The German government has rejected demands for lower state benefits for Ukrainian war refugees. The government has no plans to provide asylum seeker benefits instead of citizen’s allowance to people who fled to Germany from the Russian war of aggression against Ukraine, said government spokesman Steffen Hebestreit in Berlin.
A spokesman for the Federal Ministry of Labour pointed out that with the job centres being responsible for refugees from Ukraine, measures for their integration into the labour market could be taken more quickly.
FDP General Secretary: No more citizen’s allowance
FDP General Secretary Bijan Djir-Sarai told the “Bild” newspaper: “Newly arriving war refugees from Ukraine should no longer receive citizen’s allowance in the future, but should fall under the Asylum Seekers’ Benefits Act.” Similar demands had previously come from the Union, but also from the FDP parliamentary group.

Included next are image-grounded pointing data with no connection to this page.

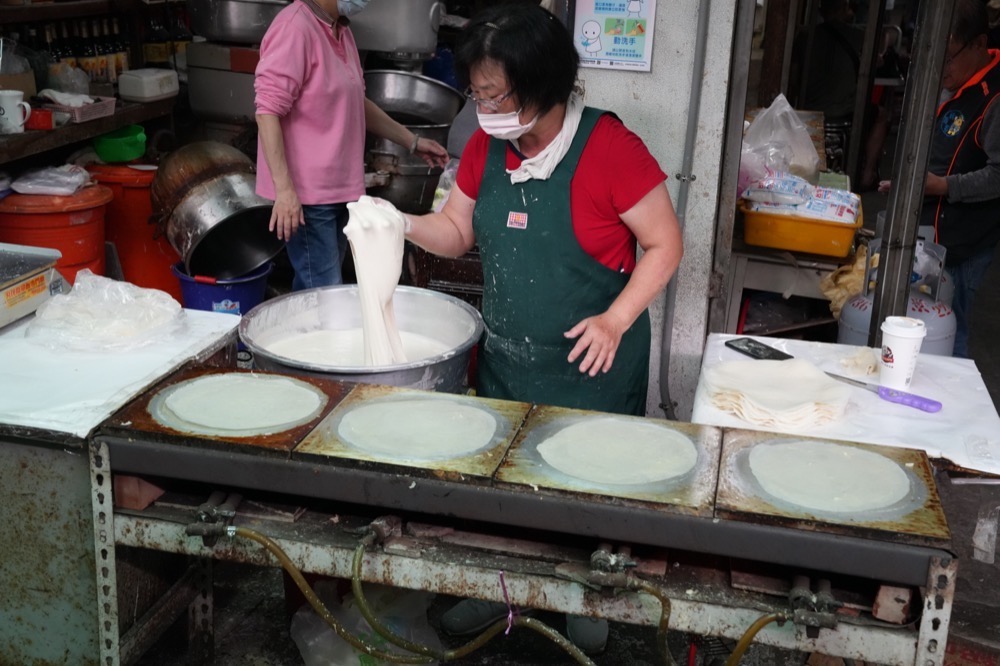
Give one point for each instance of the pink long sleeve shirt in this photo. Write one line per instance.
(310, 76)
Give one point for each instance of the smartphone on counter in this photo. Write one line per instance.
(755, 349)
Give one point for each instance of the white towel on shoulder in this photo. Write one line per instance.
(544, 163)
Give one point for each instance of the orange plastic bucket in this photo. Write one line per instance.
(146, 255)
(74, 225)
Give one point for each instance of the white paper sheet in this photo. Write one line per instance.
(72, 391)
(966, 431)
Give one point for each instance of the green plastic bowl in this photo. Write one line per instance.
(122, 145)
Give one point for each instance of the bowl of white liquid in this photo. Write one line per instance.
(318, 332)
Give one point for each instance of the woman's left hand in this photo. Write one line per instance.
(599, 337)
(431, 152)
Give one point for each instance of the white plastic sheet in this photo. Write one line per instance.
(966, 431)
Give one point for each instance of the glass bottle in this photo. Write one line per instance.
(121, 44)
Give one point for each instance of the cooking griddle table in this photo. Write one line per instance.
(219, 463)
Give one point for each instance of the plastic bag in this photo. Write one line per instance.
(779, 187)
(402, 611)
(60, 181)
(69, 79)
(101, 314)
(779, 137)
(10, 62)
(445, 183)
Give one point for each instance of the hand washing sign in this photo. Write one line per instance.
(615, 34)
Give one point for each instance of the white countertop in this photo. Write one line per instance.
(966, 431)
(74, 391)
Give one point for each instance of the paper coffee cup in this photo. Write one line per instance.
(901, 340)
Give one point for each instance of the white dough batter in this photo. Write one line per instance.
(242, 401)
(776, 394)
(345, 348)
(619, 451)
(421, 428)
(375, 231)
(828, 477)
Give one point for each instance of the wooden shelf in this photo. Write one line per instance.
(17, 146)
(53, 11)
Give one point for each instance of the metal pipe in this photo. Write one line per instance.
(451, 655)
(902, 219)
(856, 144)
(725, 214)
(684, 178)
(217, 529)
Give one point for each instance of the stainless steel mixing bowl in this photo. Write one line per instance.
(439, 316)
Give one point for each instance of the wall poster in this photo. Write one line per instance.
(615, 34)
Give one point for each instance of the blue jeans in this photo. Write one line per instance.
(316, 250)
(968, 275)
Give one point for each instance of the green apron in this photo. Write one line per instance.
(537, 284)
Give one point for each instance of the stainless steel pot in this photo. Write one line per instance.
(233, 21)
(412, 183)
(445, 318)
(426, 107)
(220, 228)
(413, 98)
(405, 28)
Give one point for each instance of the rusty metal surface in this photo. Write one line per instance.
(701, 601)
(49, 613)
(139, 418)
(916, 519)
(325, 441)
(692, 493)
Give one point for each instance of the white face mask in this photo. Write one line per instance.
(506, 126)
(350, 7)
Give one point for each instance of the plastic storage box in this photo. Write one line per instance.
(147, 85)
(799, 234)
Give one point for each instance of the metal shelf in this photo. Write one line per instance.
(17, 146)
(53, 11)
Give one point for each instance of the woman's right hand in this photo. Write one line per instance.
(286, 215)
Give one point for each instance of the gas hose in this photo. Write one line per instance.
(425, 654)
(749, 635)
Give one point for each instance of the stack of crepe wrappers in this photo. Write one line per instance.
(787, 395)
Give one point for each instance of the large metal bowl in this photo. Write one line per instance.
(220, 228)
(233, 21)
(445, 318)
(413, 99)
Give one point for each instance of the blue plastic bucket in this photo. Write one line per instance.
(233, 295)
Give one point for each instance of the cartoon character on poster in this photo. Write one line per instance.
(591, 36)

Most recently, Brandenburg’s Interior Minister Michael Stübgen (CDU) questioned the payment of citizen’s allowance to Ukrainian refugees and argued that the citizen’s allowance had become a “brake on taking up employment”.
This currently applies
While Ukrainian refugees were only entitled to benefits under the Asylum Seekers Benefits Act in the first months after the start of the war on February 24, 2022, since June 2022 they have been receiving basic social security, i.e. the same benefits as recipients of citizen’s allowance (then still Hartz IV).
The approximately 1.1 million war refugees from Ukraine who are currently in Germany were admitted in accordance with the so-called mass influx directive, as in other European Union states, and therefore did not have to apply for asylum. The spokesman for the Federal Ministry of the Interior, Maximilian Kall, said that Federal Minister of the Interior Nancy Faeser (SPD) welcomed the repeated extension of this directive, but at the same time called for a better distribution of refugees in Europe, as a particularly large number of Ukrainian refugees are currently living in Poland, Germany and the Czech Republic.

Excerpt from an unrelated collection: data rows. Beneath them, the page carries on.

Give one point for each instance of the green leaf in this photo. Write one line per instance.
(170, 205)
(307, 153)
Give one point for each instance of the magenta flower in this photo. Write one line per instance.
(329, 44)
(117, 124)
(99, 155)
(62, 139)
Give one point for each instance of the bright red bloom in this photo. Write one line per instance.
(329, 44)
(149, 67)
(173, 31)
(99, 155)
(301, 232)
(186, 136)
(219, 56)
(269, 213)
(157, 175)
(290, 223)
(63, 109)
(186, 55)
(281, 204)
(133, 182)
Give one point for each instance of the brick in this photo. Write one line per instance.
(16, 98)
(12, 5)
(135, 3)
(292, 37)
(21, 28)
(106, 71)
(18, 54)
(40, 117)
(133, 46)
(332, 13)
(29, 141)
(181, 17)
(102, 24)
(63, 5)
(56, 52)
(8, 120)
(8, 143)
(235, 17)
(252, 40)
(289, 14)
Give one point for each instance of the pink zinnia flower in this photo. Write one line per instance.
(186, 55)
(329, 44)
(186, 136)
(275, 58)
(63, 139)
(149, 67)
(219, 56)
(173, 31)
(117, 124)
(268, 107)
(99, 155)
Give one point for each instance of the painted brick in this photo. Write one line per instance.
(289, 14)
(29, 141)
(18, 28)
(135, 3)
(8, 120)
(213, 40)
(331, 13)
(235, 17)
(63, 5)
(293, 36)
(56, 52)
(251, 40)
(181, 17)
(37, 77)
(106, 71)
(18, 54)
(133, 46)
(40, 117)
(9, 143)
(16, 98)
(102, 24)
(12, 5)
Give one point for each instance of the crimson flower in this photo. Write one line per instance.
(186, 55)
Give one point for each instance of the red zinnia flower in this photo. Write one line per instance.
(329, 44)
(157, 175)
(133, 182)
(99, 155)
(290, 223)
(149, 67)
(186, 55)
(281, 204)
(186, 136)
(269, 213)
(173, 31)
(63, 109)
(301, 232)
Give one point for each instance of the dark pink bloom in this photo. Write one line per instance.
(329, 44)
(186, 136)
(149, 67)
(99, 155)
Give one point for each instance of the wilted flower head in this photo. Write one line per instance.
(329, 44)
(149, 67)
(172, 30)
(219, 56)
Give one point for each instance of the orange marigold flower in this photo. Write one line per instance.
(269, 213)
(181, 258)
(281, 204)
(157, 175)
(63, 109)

According to the employment agency, in March 2024, 185,000 Ukrainians in Germany were employed in jobs subject to social insurance contributions – 127,000 more than before the war began. In addition, 47,000 Ukrainians were only employed in marginal jobs in March – 39,000 more than before the war began. The spokesman for the Federal Ministry of Labor said that many Ukrainian women were waiting for a childcare place for their children or were attending German courses.